North-South Initiative (NSI) is a "Youth-Adult Partnership (YAP)" set up in Malaysia to build collaboration between the northern and southern parts of the country in addressing human rights, social justice, and sustainable development issues. NSI was established in 2011 through a small grant from the British Embassy in Malaysia to run a small training for Patani people in northern Malaysia. In 2015, NSI began to operate autonomously as a full-fledged civil society organization, collaborating with an extended network of community partners - including grassroots migrant groups, farmers, refugees, youth groups. Malaysia receives little international development assistance, and the government provides virtually no funding for CSOs. As a result, NSI has needed to develop an innovative funding model. In addition to receiving small grants from international NGOs, NSI increasingly works through international business alliances to provide services to companies that seek auditing services on the treatment of migrant workers in global supply chains. It is also leveraging a relationship with a university to develop a migrant worker health research network without significant cost. Finally, it generates 20% of its revenue from rental of its office space as a training hall.
Theory of Change
Empowering marginalized and disenfranchised communities based on a rights-based framework can reduce conflict and bring about sustainable, positive change in society.

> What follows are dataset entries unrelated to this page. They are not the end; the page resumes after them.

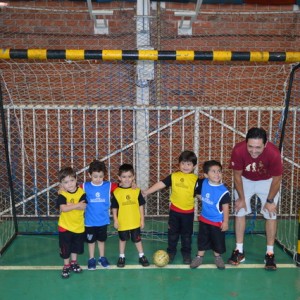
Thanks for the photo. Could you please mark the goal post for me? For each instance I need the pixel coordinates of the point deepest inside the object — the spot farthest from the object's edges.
(69, 112)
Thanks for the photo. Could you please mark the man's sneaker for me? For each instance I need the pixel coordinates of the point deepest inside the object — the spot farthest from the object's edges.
(65, 272)
(270, 262)
(196, 262)
(121, 262)
(236, 257)
(103, 262)
(92, 264)
(144, 261)
(171, 257)
(187, 259)
(75, 268)
(219, 262)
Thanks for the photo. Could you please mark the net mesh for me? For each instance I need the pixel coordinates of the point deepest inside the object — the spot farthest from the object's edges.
(62, 113)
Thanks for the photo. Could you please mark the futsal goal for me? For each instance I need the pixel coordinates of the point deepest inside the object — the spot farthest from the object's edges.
(64, 112)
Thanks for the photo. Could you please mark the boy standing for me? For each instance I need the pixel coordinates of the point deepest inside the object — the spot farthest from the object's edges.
(128, 213)
(71, 202)
(97, 216)
(181, 216)
(213, 220)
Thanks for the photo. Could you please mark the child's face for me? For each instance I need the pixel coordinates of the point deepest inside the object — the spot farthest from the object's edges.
(69, 183)
(214, 175)
(186, 167)
(97, 177)
(126, 179)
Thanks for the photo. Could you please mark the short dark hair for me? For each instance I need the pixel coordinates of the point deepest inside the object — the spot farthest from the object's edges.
(126, 168)
(65, 172)
(210, 163)
(97, 166)
(256, 133)
(188, 156)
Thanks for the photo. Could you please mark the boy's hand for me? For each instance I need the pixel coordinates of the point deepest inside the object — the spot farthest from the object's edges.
(116, 224)
(224, 226)
(60, 189)
(82, 205)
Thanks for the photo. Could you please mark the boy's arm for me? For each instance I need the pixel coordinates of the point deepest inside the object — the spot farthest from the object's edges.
(142, 216)
(115, 216)
(154, 188)
(225, 223)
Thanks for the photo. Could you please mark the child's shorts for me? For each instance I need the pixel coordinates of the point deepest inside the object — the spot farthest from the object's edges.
(96, 233)
(70, 242)
(135, 235)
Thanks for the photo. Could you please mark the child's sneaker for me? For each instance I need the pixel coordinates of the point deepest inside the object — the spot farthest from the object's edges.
(144, 261)
(121, 262)
(103, 262)
(171, 257)
(236, 257)
(186, 259)
(76, 268)
(270, 262)
(196, 262)
(65, 272)
(92, 264)
(219, 262)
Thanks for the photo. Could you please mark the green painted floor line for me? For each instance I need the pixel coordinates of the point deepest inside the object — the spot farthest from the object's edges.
(134, 267)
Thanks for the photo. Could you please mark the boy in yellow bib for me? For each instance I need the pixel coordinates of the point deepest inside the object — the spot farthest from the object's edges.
(181, 215)
(128, 212)
(71, 202)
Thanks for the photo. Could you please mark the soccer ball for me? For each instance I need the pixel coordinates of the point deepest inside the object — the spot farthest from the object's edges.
(160, 258)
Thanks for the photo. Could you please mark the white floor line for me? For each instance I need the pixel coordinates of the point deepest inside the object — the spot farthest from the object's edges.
(151, 267)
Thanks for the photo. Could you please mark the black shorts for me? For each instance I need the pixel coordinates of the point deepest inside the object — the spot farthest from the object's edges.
(135, 235)
(211, 237)
(96, 233)
(70, 242)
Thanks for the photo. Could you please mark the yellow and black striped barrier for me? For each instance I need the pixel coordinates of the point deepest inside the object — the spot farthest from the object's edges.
(298, 248)
(179, 55)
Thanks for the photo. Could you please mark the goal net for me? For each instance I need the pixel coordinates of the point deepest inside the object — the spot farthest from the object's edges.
(67, 113)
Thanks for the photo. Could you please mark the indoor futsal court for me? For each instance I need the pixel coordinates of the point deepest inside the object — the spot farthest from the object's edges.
(138, 82)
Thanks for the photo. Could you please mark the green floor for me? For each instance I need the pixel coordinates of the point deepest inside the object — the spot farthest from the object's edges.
(30, 269)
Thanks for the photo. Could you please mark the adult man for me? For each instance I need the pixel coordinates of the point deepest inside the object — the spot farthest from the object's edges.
(257, 169)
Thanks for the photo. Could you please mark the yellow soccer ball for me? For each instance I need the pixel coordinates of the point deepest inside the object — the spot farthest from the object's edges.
(160, 258)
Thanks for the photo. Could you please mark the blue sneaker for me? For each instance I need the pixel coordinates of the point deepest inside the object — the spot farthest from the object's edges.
(92, 264)
(103, 262)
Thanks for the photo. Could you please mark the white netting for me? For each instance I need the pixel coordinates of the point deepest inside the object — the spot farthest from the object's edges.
(68, 113)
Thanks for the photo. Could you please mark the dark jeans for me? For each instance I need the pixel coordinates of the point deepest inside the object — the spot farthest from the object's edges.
(180, 225)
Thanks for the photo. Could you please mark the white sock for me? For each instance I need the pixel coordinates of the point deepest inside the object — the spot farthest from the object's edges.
(240, 247)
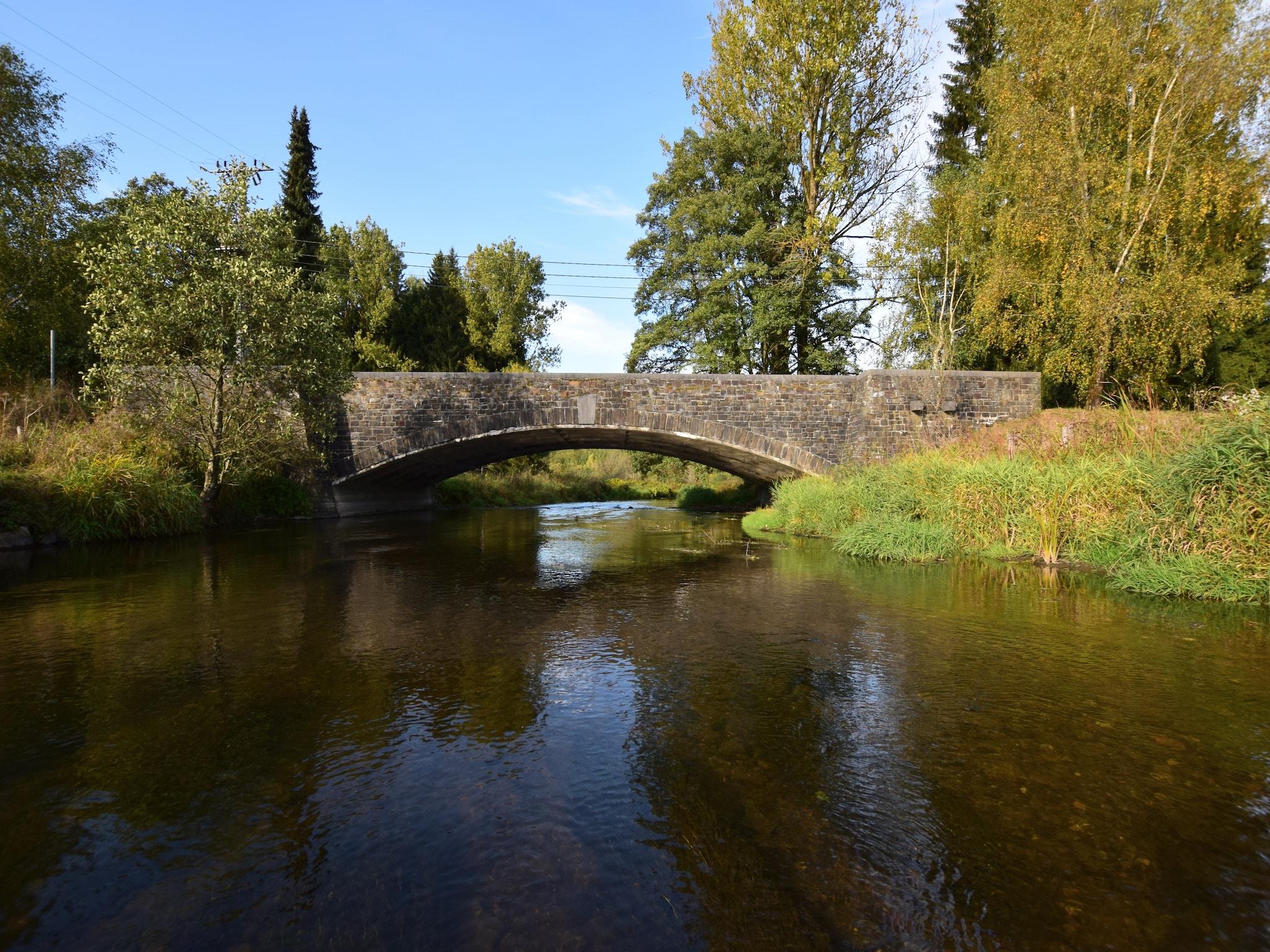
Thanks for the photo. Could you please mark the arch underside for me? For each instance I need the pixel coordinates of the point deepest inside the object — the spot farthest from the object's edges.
(394, 478)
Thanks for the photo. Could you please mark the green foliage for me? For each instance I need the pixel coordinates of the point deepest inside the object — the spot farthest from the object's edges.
(431, 325)
(300, 195)
(42, 200)
(962, 128)
(838, 87)
(1127, 190)
(1175, 512)
(508, 319)
(121, 496)
(207, 333)
(721, 268)
(262, 496)
(897, 540)
(92, 483)
(363, 271)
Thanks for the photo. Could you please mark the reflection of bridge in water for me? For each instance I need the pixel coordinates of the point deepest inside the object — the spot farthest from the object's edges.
(403, 432)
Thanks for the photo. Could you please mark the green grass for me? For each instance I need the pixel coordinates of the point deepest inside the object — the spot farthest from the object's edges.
(100, 480)
(1175, 506)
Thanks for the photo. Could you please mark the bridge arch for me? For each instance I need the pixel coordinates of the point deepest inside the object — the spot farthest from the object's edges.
(401, 433)
(399, 472)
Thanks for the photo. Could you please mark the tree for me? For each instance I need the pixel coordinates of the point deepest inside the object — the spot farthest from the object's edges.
(508, 319)
(926, 262)
(719, 263)
(962, 128)
(300, 195)
(363, 270)
(207, 332)
(431, 324)
(42, 201)
(838, 84)
(1127, 190)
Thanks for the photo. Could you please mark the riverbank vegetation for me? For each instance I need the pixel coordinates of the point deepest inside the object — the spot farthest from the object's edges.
(1165, 503)
(65, 478)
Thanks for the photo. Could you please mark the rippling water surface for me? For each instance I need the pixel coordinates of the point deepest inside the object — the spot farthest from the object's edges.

NSI activities are oriented around an overall goal of ensuring that marginalized communities have direct access to development planning and other aspects of policy-making through training and capacity-building activities, NSI undertakes work in four key activities areas: organizing farmers on the impact of globalization, developing capacity-building training on social justice for indigenous youth, organizing and protecting migrant workers, and training communities on conflict resolution and peace-building.
NSI has improved its financial sustainability through offering contractual services, leveraging a university partnership to lower costs and renting out its office space. In tandem, the organization is filling a gap left by trade unions, which do not typically assist migrant workers. As a result, trade unions have developed a positive view of NSI's work and are increasingly willing to collaborate.